- The Washington Times - Thursday, August 14, 2014

Two journalists arrested amid the clashes of police and protesters in the streets of St. Louis, Missouri, called their treatment “shameful” and outrageous, unjustified and even illegal, and said the militarization of civilian law enforcement is starting to clamp press freedoms.

The reporters who were arrested were Wesley Lowery, with The Washington Post, and Ryan Reilly, with Huffington Post.

HuffPost Media tweeted a quick response of the situation, shortly after learning the details of Mr. Reilly’s arrest: “Our splash on what happened tonight: ‘SHAMEFUL.’ “

Washington Post Executive Editor Marty Baron issued a statement condemning the actions by the Ferguson police, reported by Mediaite: “Wesley has briefed us on what occurred and there was absolutely no justification for his arrest. He was illegally instructed to stop taking video of officers. Then he followed officers’ instructions to leave a McDonald’s — and after contradictory instructions on how to exit, he was slammed against a soda machine and then handcuffed. That behavior was wholly unwarranted and an assault on the freedom of the press to cover the news.”

Mr. Baron then reported that Mr. Lowery was “placed in a holding cell” then released “with no charges and no explanation. He was denied information about the names and badge numbers of those who arrested him.”

The Huffington Post sent out a similarly toned description of what occurred to Mr. Reilly, via Washington bureau chief Ryan Grim, posted by Mediaite: “We are relieved Ryan Reilly and Wesley Lowery are safe, but we are disturbed by their arrest and assault. Ryan was working on his laptop in a McDonald’s near the protests in Ferguson, MO, when police barged in, armed with high-powered weapons, and began clearing the restaurant. Ryan photographed the intrusion and police demanded his ID in response. Ryan, as is his right, declined to provide it. He proceeded to pack up his belongings, but was subsequently arrested for not packing up fast enough. Both Ryan and Wesley were assaulted.”

Mr.

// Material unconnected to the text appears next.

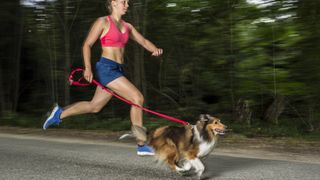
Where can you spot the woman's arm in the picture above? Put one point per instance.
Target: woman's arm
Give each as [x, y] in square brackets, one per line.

Grim then accused the police of “false arrest” and “militant aggression,” Mediaite reported.

He went on: “Ryan, who has reported multiple times from Guantanamo Bay, said that the police resembled soldiers more than officers and treated those inside the McDonald’s as ‘enemy combatants.’ Police militarization has been among the most consequential and unnoticed developments of our time, and it is now beginning to affect press freedom.”